Ce dîner est le premier où nous mangeons ensemble, le gang, Elie et moi. Et l'ambiance n'est pas au beau fixe. Mon pacte avec Ash contrarie beaucoup Ramos.

Il pose son verre sur la table et nous toise Rafael et moi avec l'expression d'un homme trahi.

— J'arrive pas à y croire.

— Arrête avec ta parano, Ramos, souffle Andres en mâchonnant un bout de viande recomposé. Le gamin devra se démerder seul une fois que Martinez sera parti, laisse-le faire ses plans.

— Il est censé être sous notre protection ! De quoi on a l'air ? On est pas assez impressionnant, c'est ça ?

— Ramos, on est plus que quatre, renchérit Da Silva. Si tu veux prendre personne de nouveau, ne t'étonnes pas que notre force s'essouffle.

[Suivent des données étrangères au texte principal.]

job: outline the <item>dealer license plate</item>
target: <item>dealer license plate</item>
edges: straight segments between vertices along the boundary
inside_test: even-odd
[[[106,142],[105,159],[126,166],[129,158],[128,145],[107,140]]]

Ces propos irritent Ramos. Qu'attend-t-il donc pour agrandir leur cercle ? Il passe une main nerveuse dans ses cheveux frisés.

— Mais notre accord tient toujours, hein, Pasquier ?

— Cumuler les contrats ne veut pas dire oublier le nôtre. Un avocat a plusieurs clients.

Il hoche la tête, visiblement soulagé.

— Ça te rendrait presque sexy, tout ça, plaisante-t-il.

— Pardon ?

— Je t'ai aperçu, dans la salle de cours. Assis sur le bureau avec tes petites lunettes sur le bout du nez... Il te manquerait plus qu'une chemise blanche et un gilet de costume trois pièces et tu serais fin prêt à corriger tout le monde à coups de règles !

Je le fixe, surpris, puis lâche un rire spontané. Ce portrait de moi serait presque réaliste. Il pose son menton dans le creux de sa main et me contemple avec malice.

— Pourrais-je me joindre à votre cours, professeur ?

— Ne m'appelle pas professeur, mais Maître.

— Oh oui, pardon, Maître... Mmmh, même sans le costume, ce titre est terriblement sexy. Maître Pasquier...

Je secoue la tête, amusé. Un peu de légèreté et d'humour ne sont pas de refus.

— Aurais-je l'honneur d'être corrigé, Maître ?

— Tu tiens à l'être ?

— Tant que c'est par vous... et que je peux vous rendre ensuite la pareille...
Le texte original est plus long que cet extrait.